KT has become the first South Korean operator to implement standalone (SA) 5G architecture in its 5G network, but rivals are in no rush
South Korea was one of the earliest nations in the world to commercialise 5G, doing so back in 2019, and since then has become a global leader in the next-generation mobile technology.
Since then, all three of the country’s major operators have been operating their 5G networks on a non-standalone (NSA) framework: i.e., with 5G services being supported by 4G spectrum.
While NSA 5G has allowed for a much faster and more widespread rollout of the 5G, it does have its drawbacks. Reliance on 4G spectrum means that NSA 5G cannot reach the low latencies and high speeds deliverable by 5G alone. As a result, SA 5G will also be key to unlocking some of 5G’s most exciting use cases, like advanced network slicing, and improving security and network costs
These reasons are, at least in part, while KT has now launched its SA 5G service, becoming the first South Korean operator to do so. The company claims that the SA 5G network will reduce latency and power consumption for subscribers, while also having major implications for enterprise customers through developing the use of multi-access edge computing, autonomous vehicles, and smart factories.
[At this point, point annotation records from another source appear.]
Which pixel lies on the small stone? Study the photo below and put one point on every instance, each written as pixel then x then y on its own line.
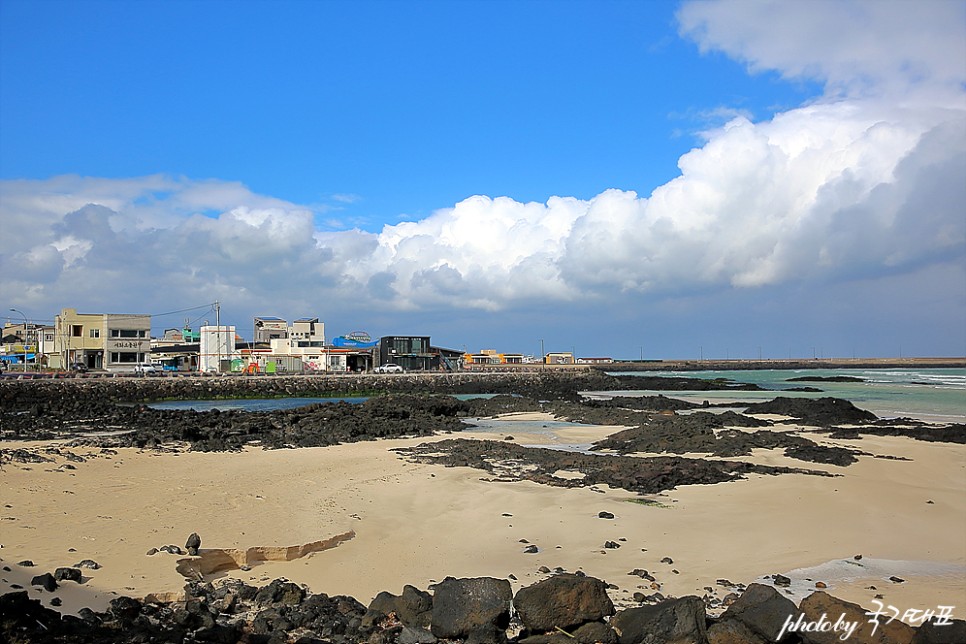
pixel 193 543
pixel 45 580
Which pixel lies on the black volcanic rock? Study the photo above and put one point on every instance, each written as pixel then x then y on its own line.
pixel 477 608
pixel 821 412
pixel 641 475
pixel 566 601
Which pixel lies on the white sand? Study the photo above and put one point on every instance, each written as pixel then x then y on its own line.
pixel 415 523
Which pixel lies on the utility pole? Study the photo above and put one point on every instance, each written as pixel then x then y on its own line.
pixel 218 336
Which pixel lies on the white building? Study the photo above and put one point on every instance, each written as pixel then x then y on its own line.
pixel 217 349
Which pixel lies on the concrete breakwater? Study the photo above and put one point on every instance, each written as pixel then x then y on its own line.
pixel 550 384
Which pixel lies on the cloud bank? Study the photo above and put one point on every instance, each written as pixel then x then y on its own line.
pixel 866 180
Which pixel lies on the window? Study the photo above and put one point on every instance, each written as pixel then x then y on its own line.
pixel 128 333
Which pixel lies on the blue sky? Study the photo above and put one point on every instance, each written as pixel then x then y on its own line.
pixel 711 178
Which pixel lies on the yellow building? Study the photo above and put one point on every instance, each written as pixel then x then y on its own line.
pixel 110 341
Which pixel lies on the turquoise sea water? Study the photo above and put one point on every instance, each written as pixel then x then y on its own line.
pixel 937 395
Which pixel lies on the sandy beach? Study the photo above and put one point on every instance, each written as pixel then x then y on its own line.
pixel 411 523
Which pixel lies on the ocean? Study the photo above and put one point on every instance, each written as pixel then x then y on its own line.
pixel 932 395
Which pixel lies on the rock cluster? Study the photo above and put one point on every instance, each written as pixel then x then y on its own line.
pixel 562 609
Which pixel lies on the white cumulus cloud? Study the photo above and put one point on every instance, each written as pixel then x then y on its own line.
pixel 869 179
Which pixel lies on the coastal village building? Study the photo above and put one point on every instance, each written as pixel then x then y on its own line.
pixel 561 357
pixel 491 357
pixel 109 341
pixel 268 328
pixel 415 353
pixel 25 341
pixel 217 349
pixel 594 360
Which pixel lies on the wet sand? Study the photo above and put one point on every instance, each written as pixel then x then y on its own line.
pixel 418 523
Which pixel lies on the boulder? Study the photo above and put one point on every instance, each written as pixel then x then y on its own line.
pixel 821 603
pixel 763 610
pixel 594 633
pixel 125 609
pixel 476 609
pixel 413 608
pixel 674 621
pixel 281 592
pixel 69 574
pixel 563 601
pixel 731 631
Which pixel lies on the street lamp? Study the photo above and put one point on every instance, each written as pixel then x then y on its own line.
pixel 24 338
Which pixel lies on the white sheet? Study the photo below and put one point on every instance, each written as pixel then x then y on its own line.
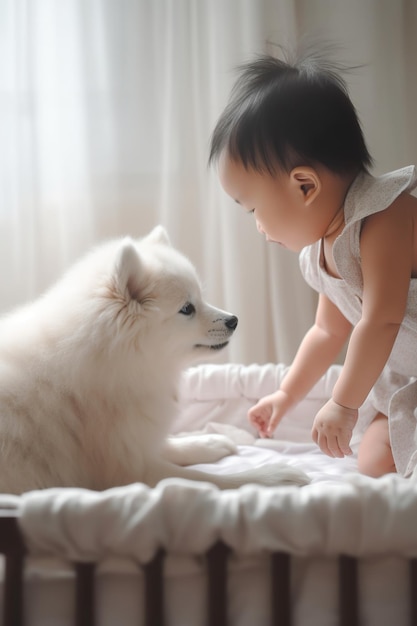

Device support for the SA network will initially be limited to the Samsung Galaxy S20 smartphone series, with further device support expected in the near future.
KT’s domestic rivals, however, are quick to downplay the upgrades importance, arguing that it will make very little difference to customers at this point in time. SK Telecom, for example, trialled 5G SA at a SK Hynix factory at the start of 2021, with seemingly lacklustre results.
“The SA mode at this moment doesn’t make much difference to customers,” said an SK Telecom spokesperson. “We are opting for a more cautious approach because we believe that a more advanced technology is best for the customers.”
KT clearly disagrees, however, suggesting that the SA 5G network will have greater impact for enterprises, but will rapidly develop more widespread benefits.
“The SA mode will open the doors for 5G technology to be used in other industries, not just smartphones,” a KT spokesperson said. “In the future, split-seconds will have tangible difference in real life. Those milliseconds might not have a huge difference now, but it’s a start to other technologies that we are preparing for the future.”
Ultimately, SA 5G is the next step in 5G’s development and will be something all operators around the world will want to implement at some point in the future. The key will be doing so at a time when the cost of deployment is offset by the benefits of the greater quality connectivity, which may or may not be this early in 5G’s evolution. Nonetheless, there are benefits to being first in deploying any novel technology, especially in one of the most competitive 5G markets.
At the very least, the upgrade could have positive optics for KT, who are, alongside their rivals, currently embroiled in a class action lawsuit from customers who claim they have overpromised when it comes to their 5G networks’ performance.